自民党政務調査会は8日、北朝鮮の弾道ミサイル発射に備え、国民保護の在り方を検討するよう安倍晋三首相に提言した。シェルターの新設や化学兵器への対処訓練、有事の際の在韓邦人退避を想定した航空・船会社との連携強化を求めている。

  政府は内閣官房の国民保護ポータルサイトを通じ、頑丈な建物や地下街への避難といったミサイル落下時に取るべき行動を例示しているが、提言は「大多数の国民が認識していない」と指摘。

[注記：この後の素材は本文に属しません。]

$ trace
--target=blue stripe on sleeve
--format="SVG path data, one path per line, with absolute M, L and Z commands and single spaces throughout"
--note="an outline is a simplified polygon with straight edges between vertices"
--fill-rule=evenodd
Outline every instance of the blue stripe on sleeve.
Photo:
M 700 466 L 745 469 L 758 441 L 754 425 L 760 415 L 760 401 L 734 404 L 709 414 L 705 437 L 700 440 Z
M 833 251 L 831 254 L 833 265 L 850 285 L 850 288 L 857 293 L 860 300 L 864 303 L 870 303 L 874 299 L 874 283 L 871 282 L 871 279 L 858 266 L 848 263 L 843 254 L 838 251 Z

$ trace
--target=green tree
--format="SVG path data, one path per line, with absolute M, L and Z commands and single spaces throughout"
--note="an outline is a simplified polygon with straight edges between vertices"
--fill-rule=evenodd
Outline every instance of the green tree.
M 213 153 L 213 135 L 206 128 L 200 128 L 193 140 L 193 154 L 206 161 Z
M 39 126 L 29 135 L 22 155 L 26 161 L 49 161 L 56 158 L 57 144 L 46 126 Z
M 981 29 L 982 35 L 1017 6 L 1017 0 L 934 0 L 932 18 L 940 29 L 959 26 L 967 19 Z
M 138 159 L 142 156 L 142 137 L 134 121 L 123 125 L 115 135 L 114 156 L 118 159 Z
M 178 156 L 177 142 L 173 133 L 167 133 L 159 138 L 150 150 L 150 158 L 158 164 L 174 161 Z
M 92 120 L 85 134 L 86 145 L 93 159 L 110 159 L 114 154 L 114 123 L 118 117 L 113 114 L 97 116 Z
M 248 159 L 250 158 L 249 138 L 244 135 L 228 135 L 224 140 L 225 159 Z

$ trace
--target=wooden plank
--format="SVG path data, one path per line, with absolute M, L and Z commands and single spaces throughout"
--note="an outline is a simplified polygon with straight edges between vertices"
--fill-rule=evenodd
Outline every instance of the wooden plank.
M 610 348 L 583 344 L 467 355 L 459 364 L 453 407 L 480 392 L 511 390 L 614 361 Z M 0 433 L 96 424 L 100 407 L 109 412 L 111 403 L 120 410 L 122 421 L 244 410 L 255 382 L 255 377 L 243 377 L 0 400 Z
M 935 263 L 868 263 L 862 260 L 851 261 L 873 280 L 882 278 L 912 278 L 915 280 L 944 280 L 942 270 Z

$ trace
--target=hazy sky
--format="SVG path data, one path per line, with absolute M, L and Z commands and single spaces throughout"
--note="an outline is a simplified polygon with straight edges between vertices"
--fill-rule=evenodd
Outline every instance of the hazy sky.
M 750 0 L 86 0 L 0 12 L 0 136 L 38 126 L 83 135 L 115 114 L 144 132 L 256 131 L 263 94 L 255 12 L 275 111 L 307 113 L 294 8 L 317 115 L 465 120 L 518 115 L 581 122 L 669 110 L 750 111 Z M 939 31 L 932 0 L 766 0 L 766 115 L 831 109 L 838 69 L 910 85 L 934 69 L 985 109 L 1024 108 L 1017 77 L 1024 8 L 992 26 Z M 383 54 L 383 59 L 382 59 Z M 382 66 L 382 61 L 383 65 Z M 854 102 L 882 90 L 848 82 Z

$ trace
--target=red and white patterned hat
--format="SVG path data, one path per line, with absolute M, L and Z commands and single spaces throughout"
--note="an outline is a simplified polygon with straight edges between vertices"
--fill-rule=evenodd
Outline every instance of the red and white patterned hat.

テレビCMといった手段を通じて周知に努めるよう促した。携帯電話へのメール送信を活用するなど実践的な訓練の実施も求めている。

  安倍首相は提言を受け、国民が取るべき行動の周知徹底、実践的な避難訓練などで「しっかり対処していきたい」と述べた。提言をまとめた「国民保護の在り方に関する検討チーム」の武田良太座長はシェルターについては新設だけでなく、現有施設でどのくらいの人員が収容できるかなど対応可能な能力についてすぐ検証に入ってほしい、と述べた。

  政府は、弾道ミサイルを想定した初めての住民避難訓練を今年3月、秋田県で行った。内閣官房によると今月は山口、山形、新潟、福岡の4県で、来月はさらに富山県でも訓練を行う。訓練は自治体と連携して行い、地域の防災放送や携帯電話でミサイル発射情報を受けた住民が、地下施設に避難する。